The New Zealand dollar held its gains against the greenback after the central bank kept rates on hold but pared back its language around a possible rate cut.
The kiwi traded at 67.87 US cents at 5pm in Wellington from 67.90 cents at 8:30am and 66.39 cents late yesterday. The trade-weighted index was at 73.87 from 73.67.
Reserve Bank governor Adrian Orr kept the official cash rate at 1.75 per cent as widely expected. He said the central bank still expects to keep it at this level into 2020, despite emerging signs of inflation and an improving economic picture.
The statement dropped a reference to the next move being up or down although in a subsequent press conference he said that a rate cut was still possible.

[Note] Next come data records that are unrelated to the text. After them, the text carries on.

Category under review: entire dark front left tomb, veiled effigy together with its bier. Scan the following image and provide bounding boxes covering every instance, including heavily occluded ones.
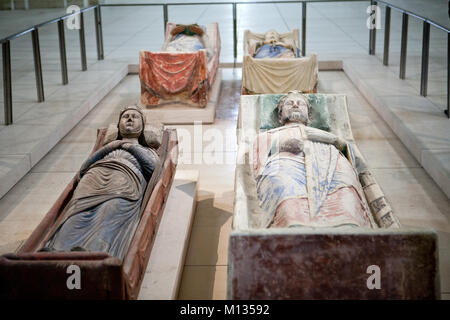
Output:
[0,107,178,299]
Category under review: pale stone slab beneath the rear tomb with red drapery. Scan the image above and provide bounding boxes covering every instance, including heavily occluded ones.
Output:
[141,69,222,124]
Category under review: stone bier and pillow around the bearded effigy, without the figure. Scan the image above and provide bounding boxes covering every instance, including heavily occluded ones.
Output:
[228,94,440,299]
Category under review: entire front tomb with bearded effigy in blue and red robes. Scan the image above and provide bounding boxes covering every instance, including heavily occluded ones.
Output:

"I think it would be pointless to do that, to remove an option. What we are saying is we are very data dependent, data-driven around how our projections unfold. The risks to the downside remain," he said.
The kiwi had already jumped on strong domestic jobs data Wednesday. It was further shored up after Republicans strengthened their control over the US Senate while Democrats took the House, as had been expected.
Sheldon Slabbert, a sales trader at CMC Markets, said he was slightly surprised the local currency didn't fall given that it would appear that Orr is in no hurry to lift rates.
"It's quite interesting that the kiwi didn't really react."
He noted the kiwi faces strong resistance around 68.20 to 68.45 US cents. "There's quite a bit of congestion there. There is a bit of a pause as the market digests things," he said.
Slabbert said the focus will now be on the US Federal Reserve, which is due to publish its statement early Friday New Zealand time. The Fed is widely expected to retain its hawkish stance. It has signalled a rate hike in December.
The kiwi traded at 93.14 Australian cents from 93 cents yesterday.
The New Zealand dollar traded at 51.66 British pence from 51.43 pence Wednesday, and at 59.34 euro cents from 58.98 cents. It was at 4.7007 Chinese yuan from 4.5885 yuan and at 77.11 yen from 76.44 yen.
New Zealand's two-year swap rate rose 3 basis points to 2.15 per cent; the 10-year swaps rose 7 basis points to 3.08 per cent.